Using KOF#
Most of the time, you'll access KOF's data through Grafana.
Access to Grafana#
To make Grafana available, start with these steps:
-
Get the Grafana username and password:
kubectl get secret -n kof grafana-admin-credentials -o yaml | yq '{ "user": .data.GF_SECURITY_ADMIN_USER | @base64d, "pass": .data.GF_SECURITY_ADMIN_PASSWORD | @base64d }'
-
Forward a port to the Grafana dashboard:
kubectl port-forward -n kof svc/grafana-vm-service 3000:3000
-
Login to http://127.0.0.1:3000/dashboards with the username/password printed above.
-
Open a dashboard and select any cluster:
Single Sign-On#
Port forwarding, as described above, is a quick solution.
Single Single-On provides better experience. If you want to enable it, please apply this advanced guide: SSO for Grafana.
Cluster Overview#
From here you can get an overview of the cluster, including:
- Health metrics
- Resource utilization
- Performance trends
- Cost analysis
Logging Interface#
The logging interface will also be available, including:
- Real-time log streaming
- Full-text search
- Log aggregation
- Alert correlation
Dashboard Categories#
KOF ships with dashboards across: * Infrastructure: Provides infrastructure-related metrics, such as kube clusters, nodes, API server, networking, storage, or GPU. * Applications: Provides metrics for applications, such as VictoriaMetrics, VictoriaLogs, Jaeger and OpenCost. * Service Mesh: Provides metrics for service mesh, such as Istio control-plane and traffic. * Platform: Provides metrics for the platform itself, including KCM, Cluster API, and Sveltos.
Dashboard Lifecycle (GitOps Workflow)#
All dashboards are managed as code to keep environments consistent.
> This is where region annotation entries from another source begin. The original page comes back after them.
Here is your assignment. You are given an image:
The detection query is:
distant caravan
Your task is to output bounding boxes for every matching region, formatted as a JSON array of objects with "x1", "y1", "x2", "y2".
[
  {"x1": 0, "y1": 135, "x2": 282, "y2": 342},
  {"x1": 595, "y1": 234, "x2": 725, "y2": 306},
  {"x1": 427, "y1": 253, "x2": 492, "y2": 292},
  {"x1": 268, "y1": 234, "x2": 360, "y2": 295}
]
To add or change a dashboard, follow these steps:
Add a new dashboard
1. Create a YAML file under charts/kof-dashboards/files/dashboards/
with the new dashboard definition.
2. Commit and push the change to Git.
3. Your CI/CD pipeline applies the Helm chart to the target cluster.
Update an existing dashboard 1. Edit the corresponding YAML file. 2. Commit and push changes. 3. CI/CD will roll out the update automatically.
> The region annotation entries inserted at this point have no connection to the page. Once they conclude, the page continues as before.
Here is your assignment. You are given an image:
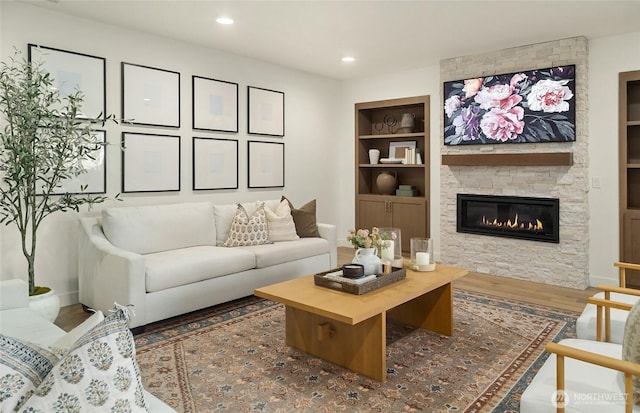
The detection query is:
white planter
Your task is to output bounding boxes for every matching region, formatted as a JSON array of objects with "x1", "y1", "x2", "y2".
[{"x1": 29, "y1": 289, "x2": 60, "y2": 323}]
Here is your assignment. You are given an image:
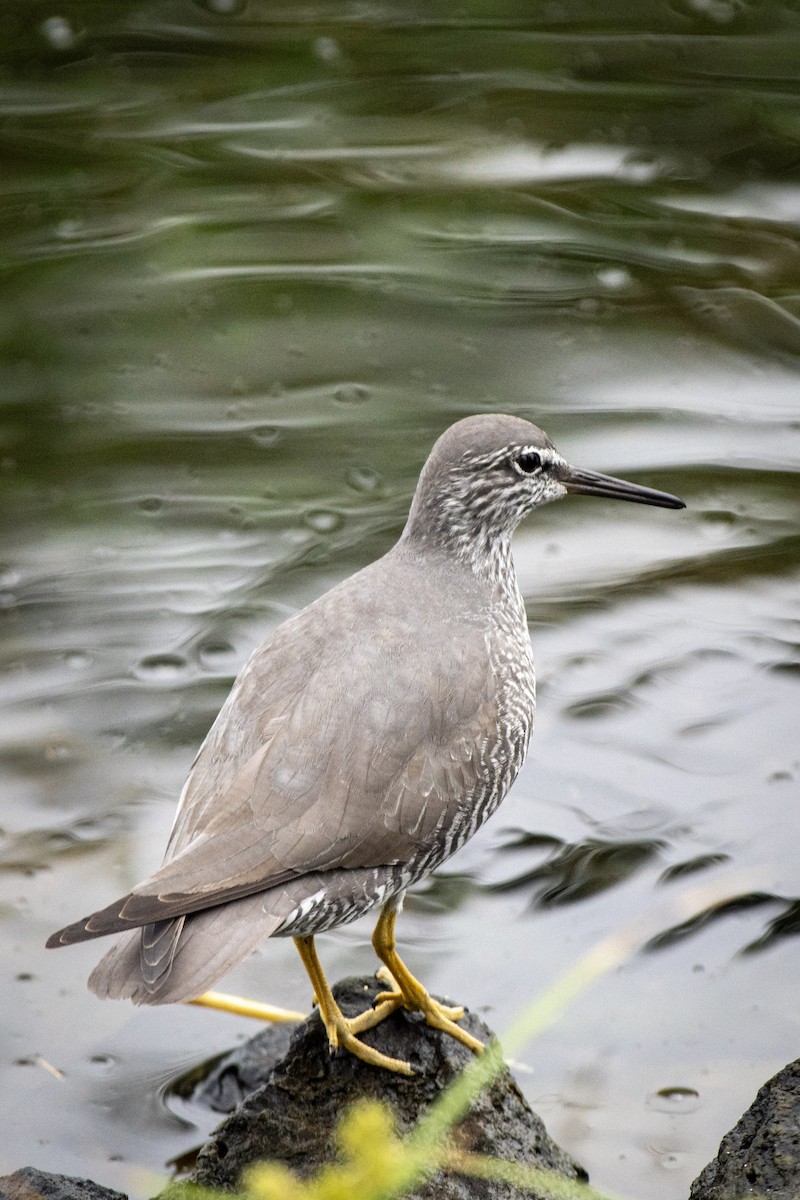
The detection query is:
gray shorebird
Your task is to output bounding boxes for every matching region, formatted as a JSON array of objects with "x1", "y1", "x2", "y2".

Delete a dashboard 1. Remove the YAML file. 2. Commit and push changes. 3. CI/CD pipeline removes the dashboard from Grafana.
Warning
Avoid editing dashboards directly in the Grafana UI. Changes will be overwritten by the next Helm release.
Cost Management (OpenCost)#
KOF includes OpenCost, which provides cost management features for Kubernetes clusters. Common signals available in Grafana are:
* node_total_hourly_cost
(per-node hourly cost)
* Namespace and pod-level cost allocation
* Historical spend trends and efficiency ratios
Once you have this information, you can optimize your cluster. Typical optimizations include: * Identify under-utilized resources and right-size workloads * Budgeting and monitoring with Grafana alerts
Common OpenCost metrics include:
Metric | Description |
---|---|
node_total_hourly_cost |
Hourly cost per node (includes CPU, memory, storage) |
namespace_cpu_cost |
CPU cost aggregated by namespace |
namespace_memory_cost |
Memory cost aggregated by namespace |
pod_cost |
Cost allocation at pod granularity |
cluster_efficiency |
Ratio of requested vs actual resource usage |
These metrics appear in the pre-installed Grafana FinOps dashboards.
Access to Jaeger#
Jaeger UI of each regional cluster can be accessed by following these steps:
-
Ensure you have the
regional-kubeconfig
file created on the verification step. -
If you've applied the Istio section:
-
Forward a port to the Jaeger UI:
KUBECONFIG=regional-kubeconfig kubectl port-forward \ -n kof svc/kof-storage-jaeger-query 16686:16686
-
Open the link http://127.0.0.1:16686/search and explore the Jaeger UI.
-
-
If you have not applied the Istio section:
-
Ensure you have the
REGIONAL_DOMAIN
variable set on the installation step. -
Get the regional Jaeger username and password:
KUBECONFIG=regional-kubeconfig kubectl get secret \ -n kof jaeger-admin-credentials -o yaml | yq '{ "user": .data.username | @base64d, "pass": .data.password | @base64d }'
-
Get the the Jaeger UI URL, open it, and login with the username/password printed above:
echo https://jaeger.$REGIONAL_DOMAIN
-
Access to the KOF UI#
When the TargetAllocator is in use, the configuration of OpenTelemetryCollectors Prometheus receivers is distributed across the cluster.
The KOF UI collects metrics metadata from the same endpoints that are scraped by the Prometheus server:
graph TB
KOF_UI[KOF UI] --> C1OTC11
KOF_UI --> C1OTC1N
KOF_UI --> C1OTC21
KOF_UI --> C1OTC2N
KOF_UI --> C2OTC11
KOF_UI --> C2OTC1N
KOF_UI --> C2OTC21
KOF_UI --> C2OTC2N
subgraph Cluster1
subgraph C1Node1[Node 1]
C1OTC11[OTel Collector]
C1OTC1N[OTel Collector]
end
subgraph C1NodeN[Node N]
C1OTC21[OTel Collector]
C1OTC2N[OTel Collector]
end
C1OTC11 --PrometheusReceiver--> C1TA[TargetAllocator]
C1OTC1N --PrometheusReceiver--> C1TA
C1OTC21 --PrometheusReceiver--> C1TA
C1OTC2N --PrometheusReceiver--> C1TA
end
subgraph Cluster2
subgraph C2Node1[Node 1]
C2OTC11[OTel Collector]
C2OTC1N[OTel Collector]
end
subgraph C2NodeN[Node N]
C2OTC21[OTel Collector]
C2OTC2N[OTel Collector]
end
C2OTC11 --PrometheusReceiver--> C2TA[TargetAllocator]
C2OTC1N --PrometheusReceiver--> C2TA
C2OTC21 --PrometheusReceiver--> C2TA
C2OTC2N --PrometheusReceiver--> C2TA
end
You can access the KOF UI by following these steps:
-
Forward a port to the KOF UI:
kubectl port-forward -n kof deploy/kof-mothership-kof-operator 9090:9090
-
Open the link http://127.0.0.1:9090
-
Check the state of the endpoints:
If there is a misconfiguration in the Prometheus targets (for example, if multiple targets scrape the same URL), the UI will display an error:
The KOF UI also allows you to monitor internal telemetry from OpenTelemetry collectors and VictoriaMetrics/Logs, enabling comprehensive observability of their health and performance.
To identify and debug issues in deployed clusters, check if KOF UI shows any errors in these monitored resources:
- ClusterDeployment
- ClusterSummaries
- MultiClusterService
- ServiceSet
- StateManagementProvider
- SveltosCluster